The advisory went into effect Tuesday and will last through 6 p.m. CST in Lake, Newton, Porter, Jasper and Benton counties in Indiana, according to the National Weather Service, which warned of total snow accumulations between 2 and 4 inches.
LaPorte County in Indiana was also under an advisory through 12 a.m. Thursday, and another winter weather advisory was expected to remain in effect through 12 p.m. in Cook, DuPage, Will, Kendall, Grundy, LaSalle and Livingston counties, with possible snow accumulations of 2 to 3 inches in some areas.
The NWS said wind gusts could reach as high as 35 miles per hour and warned that the snow would make for slippery road conditions for the morning commute.

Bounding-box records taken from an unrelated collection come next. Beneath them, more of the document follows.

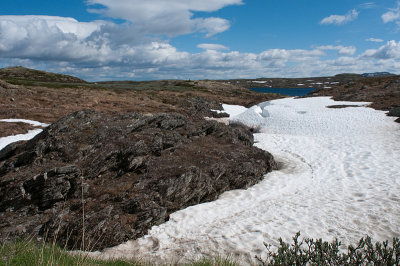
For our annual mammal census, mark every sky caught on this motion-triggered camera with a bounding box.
[0,0,400,81]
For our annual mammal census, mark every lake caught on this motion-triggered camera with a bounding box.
[249,88,314,96]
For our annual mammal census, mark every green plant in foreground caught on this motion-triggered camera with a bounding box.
[256,232,400,266]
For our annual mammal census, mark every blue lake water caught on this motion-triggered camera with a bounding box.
[249,88,314,96]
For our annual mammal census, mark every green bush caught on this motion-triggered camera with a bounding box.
[256,233,400,266]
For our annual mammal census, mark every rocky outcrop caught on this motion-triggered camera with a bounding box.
[0,111,276,250]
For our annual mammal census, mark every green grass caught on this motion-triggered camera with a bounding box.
[0,233,400,266]
[0,240,239,266]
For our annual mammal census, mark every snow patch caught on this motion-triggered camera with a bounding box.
[88,97,400,264]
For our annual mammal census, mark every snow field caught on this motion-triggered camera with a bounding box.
[0,119,48,150]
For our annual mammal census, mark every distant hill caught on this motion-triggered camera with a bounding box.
[361,72,395,78]
[0,66,87,83]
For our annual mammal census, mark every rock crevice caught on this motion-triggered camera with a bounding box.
[0,111,276,249]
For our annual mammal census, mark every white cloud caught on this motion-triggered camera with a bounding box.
[382,1,400,23]
[197,43,229,50]
[361,40,400,60]
[320,9,358,25]
[365,38,384,42]
[0,13,400,81]
[317,45,357,55]
[87,0,242,37]
[359,2,376,9]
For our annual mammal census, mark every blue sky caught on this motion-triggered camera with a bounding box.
[0,0,400,81]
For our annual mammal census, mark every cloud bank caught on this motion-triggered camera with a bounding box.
[320,9,358,25]
[382,1,400,23]
[0,0,400,81]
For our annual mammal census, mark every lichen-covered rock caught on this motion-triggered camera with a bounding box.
[0,111,276,249]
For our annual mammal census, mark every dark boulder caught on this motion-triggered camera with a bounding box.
[388,107,400,117]
[0,111,276,249]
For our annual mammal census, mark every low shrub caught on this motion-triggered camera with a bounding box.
[256,232,400,266]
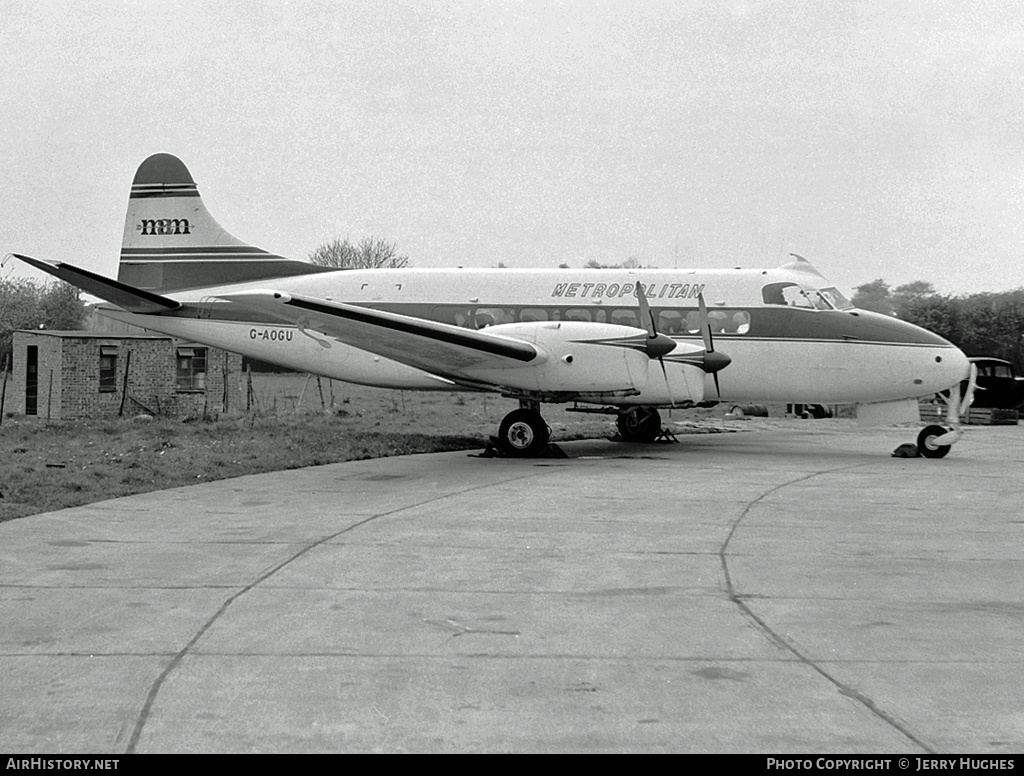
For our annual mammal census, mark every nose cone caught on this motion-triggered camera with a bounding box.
[850,310,971,396]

The winds also prompted lakeshore flood warnings for the counties on the Illinois shores of Lake Michigan through 3 p.m., and on the Indiana shores through 9 a.m. Thursday. The National Weather Service warned that waves between 8 and 12 feet tall would hit the lakeshore in Lake and Cook counties in Illinois, and waves between 10 and 14 feet would batter Lake and LaPorte counties in Indiana, exacerbating already significant beach and shoreline erosion, as well as damaging vulnerable structures and even threatening roadways.

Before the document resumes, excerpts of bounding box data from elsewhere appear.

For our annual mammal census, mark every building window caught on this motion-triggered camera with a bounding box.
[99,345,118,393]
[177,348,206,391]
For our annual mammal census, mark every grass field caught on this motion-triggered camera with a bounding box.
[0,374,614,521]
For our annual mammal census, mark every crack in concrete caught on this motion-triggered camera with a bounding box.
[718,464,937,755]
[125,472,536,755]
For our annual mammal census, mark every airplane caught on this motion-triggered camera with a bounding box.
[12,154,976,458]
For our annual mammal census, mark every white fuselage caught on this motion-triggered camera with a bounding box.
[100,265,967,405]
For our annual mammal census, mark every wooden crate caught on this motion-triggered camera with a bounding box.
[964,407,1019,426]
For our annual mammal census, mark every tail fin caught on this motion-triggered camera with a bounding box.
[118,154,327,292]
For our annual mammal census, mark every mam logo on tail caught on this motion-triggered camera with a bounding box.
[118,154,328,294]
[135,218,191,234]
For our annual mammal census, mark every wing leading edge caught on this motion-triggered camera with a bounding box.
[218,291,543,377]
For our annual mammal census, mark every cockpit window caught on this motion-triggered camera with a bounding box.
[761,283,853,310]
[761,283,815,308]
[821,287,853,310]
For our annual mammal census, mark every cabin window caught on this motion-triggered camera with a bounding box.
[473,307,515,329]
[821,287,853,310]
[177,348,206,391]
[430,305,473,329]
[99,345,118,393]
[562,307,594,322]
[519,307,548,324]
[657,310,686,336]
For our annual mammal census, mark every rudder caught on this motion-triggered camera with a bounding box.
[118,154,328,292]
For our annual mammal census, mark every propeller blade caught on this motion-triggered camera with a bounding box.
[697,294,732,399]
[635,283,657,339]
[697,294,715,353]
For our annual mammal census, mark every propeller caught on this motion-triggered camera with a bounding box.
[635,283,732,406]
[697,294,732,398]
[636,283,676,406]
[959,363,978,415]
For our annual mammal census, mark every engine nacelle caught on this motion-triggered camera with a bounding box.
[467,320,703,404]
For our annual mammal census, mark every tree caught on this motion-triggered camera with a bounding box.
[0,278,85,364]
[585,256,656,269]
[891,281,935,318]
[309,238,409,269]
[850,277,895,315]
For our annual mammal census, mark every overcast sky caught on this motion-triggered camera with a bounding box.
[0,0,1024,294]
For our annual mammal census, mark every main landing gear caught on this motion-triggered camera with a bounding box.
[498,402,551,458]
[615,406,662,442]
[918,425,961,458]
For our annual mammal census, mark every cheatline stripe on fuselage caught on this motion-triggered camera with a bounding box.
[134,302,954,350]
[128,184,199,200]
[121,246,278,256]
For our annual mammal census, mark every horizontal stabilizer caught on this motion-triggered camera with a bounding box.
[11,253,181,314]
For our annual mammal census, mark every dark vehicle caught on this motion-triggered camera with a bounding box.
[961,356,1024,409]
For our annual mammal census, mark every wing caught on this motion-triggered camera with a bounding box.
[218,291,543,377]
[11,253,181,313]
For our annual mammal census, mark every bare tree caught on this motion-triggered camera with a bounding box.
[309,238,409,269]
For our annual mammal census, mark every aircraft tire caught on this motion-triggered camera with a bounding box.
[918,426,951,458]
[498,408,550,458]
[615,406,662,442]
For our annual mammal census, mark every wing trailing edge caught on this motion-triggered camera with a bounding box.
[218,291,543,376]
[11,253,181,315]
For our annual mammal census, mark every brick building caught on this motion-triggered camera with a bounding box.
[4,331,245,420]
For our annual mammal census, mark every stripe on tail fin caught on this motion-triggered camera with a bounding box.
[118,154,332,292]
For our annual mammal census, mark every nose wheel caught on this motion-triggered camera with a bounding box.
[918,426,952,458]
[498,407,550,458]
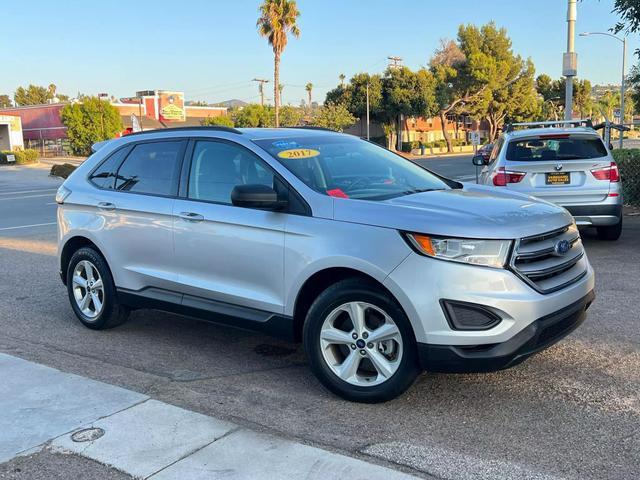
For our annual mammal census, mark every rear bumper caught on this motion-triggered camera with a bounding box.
[418,290,595,373]
[564,204,622,227]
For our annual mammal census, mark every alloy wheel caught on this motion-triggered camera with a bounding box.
[71,260,104,319]
[320,302,403,387]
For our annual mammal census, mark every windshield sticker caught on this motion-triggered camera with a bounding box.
[271,140,300,148]
[278,148,320,159]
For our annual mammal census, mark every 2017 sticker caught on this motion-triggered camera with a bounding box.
[278,148,320,159]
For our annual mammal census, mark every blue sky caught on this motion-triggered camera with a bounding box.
[0,0,640,105]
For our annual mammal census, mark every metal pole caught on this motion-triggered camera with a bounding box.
[367,83,369,140]
[620,37,627,148]
[562,0,577,120]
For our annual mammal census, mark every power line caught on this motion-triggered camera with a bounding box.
[387,56,402,68]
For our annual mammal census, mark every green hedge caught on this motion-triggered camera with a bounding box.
[0,149,39,165]
[613,148,640,207]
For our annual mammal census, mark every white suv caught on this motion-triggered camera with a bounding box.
[473,120,622,240]
[57,127,594,402]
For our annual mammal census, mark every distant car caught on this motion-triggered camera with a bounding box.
[477,143,493,160]
[474,120,622,240]
[56,127,594,402]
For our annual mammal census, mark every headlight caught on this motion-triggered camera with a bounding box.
[405,233,511,268]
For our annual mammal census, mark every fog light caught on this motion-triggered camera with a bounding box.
[440,300,502,330]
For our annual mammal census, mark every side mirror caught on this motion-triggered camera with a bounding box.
[231,184,288,210]
[471,155,489,167]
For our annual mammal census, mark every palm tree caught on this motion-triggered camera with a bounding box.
[304,82,313,110]
[256,0,300,127]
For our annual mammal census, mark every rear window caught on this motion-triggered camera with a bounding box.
[506,136,607,162]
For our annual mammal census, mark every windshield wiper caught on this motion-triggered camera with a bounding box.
[402,188,444,195]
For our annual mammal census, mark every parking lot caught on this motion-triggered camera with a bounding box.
[0,162,640,479]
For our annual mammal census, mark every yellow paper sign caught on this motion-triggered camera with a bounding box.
[278,148,320,158]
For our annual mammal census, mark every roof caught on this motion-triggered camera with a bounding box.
[237,127,344,140]
[505,127,598,138]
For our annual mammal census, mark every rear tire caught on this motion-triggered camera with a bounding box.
[67,247,129,330]
[596,215,622,241]
[302,278,420,403]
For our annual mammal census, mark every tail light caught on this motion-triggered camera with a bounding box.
[493,167,526,187]
[591,162,620,182]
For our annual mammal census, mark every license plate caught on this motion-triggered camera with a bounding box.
[546,172,571,185]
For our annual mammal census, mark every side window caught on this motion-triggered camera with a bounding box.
[89,147,129,190]
[188,141,274,205]
[115,141,184,195]
[489,137,504,164]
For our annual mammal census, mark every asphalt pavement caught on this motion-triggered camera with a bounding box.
[0,161,640,480]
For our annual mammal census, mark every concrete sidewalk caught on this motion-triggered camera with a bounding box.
[0,354,413,480]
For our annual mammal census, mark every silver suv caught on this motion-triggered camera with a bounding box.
[57,127,594,402]
[474,120,622,240]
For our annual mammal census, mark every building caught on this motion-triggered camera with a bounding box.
[0,114,24,151]
[0,90,227,155]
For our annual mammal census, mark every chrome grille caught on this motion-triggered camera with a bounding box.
[511,225,587,293]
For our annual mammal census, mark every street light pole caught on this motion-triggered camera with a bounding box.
[580,32,627,148]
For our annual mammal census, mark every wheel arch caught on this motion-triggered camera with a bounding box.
[293,267,415,341]
[60,235,106,285]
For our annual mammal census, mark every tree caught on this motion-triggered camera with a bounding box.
[378,67,435,150]
[60,97,123,155]
[280,105,302,127]
[304,82,313,110]
[257,0,300,127]
[200,115,234,127]
[313,103,356,132]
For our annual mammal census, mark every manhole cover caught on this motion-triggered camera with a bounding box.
[71,427,104,442]
[253,343,296,357]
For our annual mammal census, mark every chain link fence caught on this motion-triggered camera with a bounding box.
[613,148,640,207]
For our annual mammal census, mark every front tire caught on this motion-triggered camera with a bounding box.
[67,247,129,330]
[596,215,622,241]
[303,278,420,403]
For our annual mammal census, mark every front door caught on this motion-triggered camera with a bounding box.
[173,140,287,313]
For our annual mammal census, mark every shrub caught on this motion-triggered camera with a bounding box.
[0,149,39,165]
[613,148,640,206]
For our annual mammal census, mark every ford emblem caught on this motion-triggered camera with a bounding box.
[553,240,571,255]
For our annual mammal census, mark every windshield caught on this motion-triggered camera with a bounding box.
[255,135,451,200]
[507,135,607,161]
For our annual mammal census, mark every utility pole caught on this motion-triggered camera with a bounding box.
[387,56,402,68]
[620,35,627,148]
[562,0,578,120]
[367,82,369,140]
[387,56,402,151]
[253,78,269,107]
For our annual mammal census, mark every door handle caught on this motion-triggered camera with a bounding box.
[178,212,204,222]
[98,202,116,212]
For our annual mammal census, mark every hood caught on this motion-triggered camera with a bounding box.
[334,184,572,239]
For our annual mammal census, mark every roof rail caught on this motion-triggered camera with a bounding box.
[288,125,335,132]
[504,118,593,132]
[126,125,242,137]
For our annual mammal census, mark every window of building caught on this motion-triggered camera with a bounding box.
[115,141,184,195]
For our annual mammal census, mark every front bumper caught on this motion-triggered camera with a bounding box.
[564,204,622,227]
[418,290,595,373]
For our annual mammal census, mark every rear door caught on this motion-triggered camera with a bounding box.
[503,133,611,205]
[88,139,187,291]
[174,139,287,313]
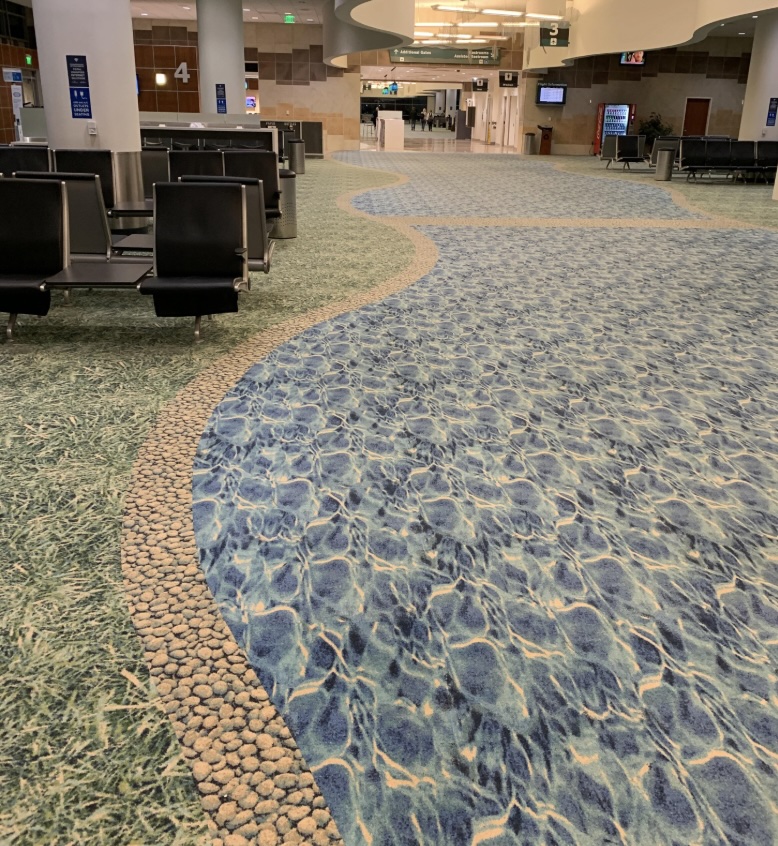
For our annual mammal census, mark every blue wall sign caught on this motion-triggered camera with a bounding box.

While snow continued to fall as the day began Wednesday, it was not as much as what had initially been forecast. A minor shift in direction for the winter storm on Tuesday made a major difference in projected snow totals, and the NWS downgraded what had initially been winter storm watches to the less severe advisories in place across the area.
According to NBC Storm Team 5 meteorologists, a direction change had the winter system that was expected to dump nearly a foot of snow in some locations moving south as of Monday.

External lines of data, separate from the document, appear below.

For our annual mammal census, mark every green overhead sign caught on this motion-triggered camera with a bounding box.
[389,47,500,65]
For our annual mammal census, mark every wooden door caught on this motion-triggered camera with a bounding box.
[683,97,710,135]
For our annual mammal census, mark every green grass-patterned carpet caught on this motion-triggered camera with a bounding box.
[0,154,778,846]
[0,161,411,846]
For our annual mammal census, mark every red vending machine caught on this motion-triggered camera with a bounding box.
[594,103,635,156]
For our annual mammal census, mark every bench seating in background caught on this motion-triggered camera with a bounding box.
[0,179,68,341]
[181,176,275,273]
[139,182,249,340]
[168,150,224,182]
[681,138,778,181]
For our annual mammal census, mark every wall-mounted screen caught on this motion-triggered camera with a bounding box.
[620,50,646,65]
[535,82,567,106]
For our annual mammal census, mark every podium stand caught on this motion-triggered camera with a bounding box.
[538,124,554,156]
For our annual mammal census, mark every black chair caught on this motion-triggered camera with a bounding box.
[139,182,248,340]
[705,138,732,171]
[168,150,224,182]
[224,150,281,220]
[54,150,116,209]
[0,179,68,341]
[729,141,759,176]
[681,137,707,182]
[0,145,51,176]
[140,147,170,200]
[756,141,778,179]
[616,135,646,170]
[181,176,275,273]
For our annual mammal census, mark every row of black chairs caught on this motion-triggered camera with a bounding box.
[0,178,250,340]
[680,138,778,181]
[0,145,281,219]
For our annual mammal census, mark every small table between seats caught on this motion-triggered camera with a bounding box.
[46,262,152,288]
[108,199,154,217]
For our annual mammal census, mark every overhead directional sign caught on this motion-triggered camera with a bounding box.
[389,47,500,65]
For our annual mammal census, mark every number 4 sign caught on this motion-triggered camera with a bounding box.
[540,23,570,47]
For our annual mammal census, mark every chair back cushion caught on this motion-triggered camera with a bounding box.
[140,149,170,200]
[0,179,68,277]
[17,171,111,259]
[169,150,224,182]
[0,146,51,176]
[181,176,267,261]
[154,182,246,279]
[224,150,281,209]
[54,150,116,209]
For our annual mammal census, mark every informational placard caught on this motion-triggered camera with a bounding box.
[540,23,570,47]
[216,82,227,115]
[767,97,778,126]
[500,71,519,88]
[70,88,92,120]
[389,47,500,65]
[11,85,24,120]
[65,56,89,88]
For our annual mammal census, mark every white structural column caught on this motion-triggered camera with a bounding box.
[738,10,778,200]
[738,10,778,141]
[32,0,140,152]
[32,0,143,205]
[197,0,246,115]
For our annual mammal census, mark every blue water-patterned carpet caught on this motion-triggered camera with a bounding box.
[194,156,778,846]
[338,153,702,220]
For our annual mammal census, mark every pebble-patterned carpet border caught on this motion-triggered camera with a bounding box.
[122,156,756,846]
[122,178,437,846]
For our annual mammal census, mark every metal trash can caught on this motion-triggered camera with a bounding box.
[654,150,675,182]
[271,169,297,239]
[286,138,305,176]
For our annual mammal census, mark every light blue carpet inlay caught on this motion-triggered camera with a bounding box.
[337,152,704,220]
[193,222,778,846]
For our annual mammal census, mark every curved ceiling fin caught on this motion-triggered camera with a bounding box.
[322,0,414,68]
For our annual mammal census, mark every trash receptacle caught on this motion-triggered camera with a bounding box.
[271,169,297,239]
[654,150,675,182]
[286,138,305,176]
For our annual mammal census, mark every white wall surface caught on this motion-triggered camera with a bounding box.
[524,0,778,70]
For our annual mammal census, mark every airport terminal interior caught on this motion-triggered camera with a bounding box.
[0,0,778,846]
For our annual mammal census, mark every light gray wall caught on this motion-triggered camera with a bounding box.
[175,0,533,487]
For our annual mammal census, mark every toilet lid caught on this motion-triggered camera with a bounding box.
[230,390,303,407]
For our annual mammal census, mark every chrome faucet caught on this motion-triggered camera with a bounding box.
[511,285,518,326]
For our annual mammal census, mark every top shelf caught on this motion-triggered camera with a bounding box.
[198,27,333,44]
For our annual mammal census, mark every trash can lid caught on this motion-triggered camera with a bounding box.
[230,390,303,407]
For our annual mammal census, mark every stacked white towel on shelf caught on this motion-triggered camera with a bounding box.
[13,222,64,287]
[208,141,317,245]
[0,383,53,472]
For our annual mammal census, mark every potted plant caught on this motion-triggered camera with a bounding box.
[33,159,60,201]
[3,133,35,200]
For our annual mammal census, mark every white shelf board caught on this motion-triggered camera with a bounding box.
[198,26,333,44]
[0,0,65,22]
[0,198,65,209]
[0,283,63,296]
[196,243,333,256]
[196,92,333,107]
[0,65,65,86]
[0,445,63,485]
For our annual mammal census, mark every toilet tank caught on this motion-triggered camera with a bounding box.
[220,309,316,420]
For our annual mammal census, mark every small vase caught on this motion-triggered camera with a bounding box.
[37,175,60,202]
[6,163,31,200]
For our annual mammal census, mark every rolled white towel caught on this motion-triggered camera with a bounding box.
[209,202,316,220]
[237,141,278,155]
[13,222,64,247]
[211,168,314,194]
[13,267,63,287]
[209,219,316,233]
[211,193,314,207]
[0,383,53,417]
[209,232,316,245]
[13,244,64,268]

That, combined with a sharp cut-off line for snow in the system, means many in the Chicago area will be left with little to no accumulation, particularly in locations north and west of Chicago.
By Tuesday afternoon, models were showing totals ranging from less than an inch north to up to 5 inches of part of northwest Indiana. The shift in the storm's path wasn't entirely unexpected, though, as NBC Storm Team 5 meteorologists had been tracking the possibility, warning that totals might change as the work week began.
Late Tuesday afternoon, a light mix of snow and rain moved into some locations and transitioned to all snow as it moved north through the evening.
The light to moderate snow was expected to taper off through Wednesday afternoon before ending. Wednesday was expected to be quite windy still and cold with highs between 30 and 34 degrees.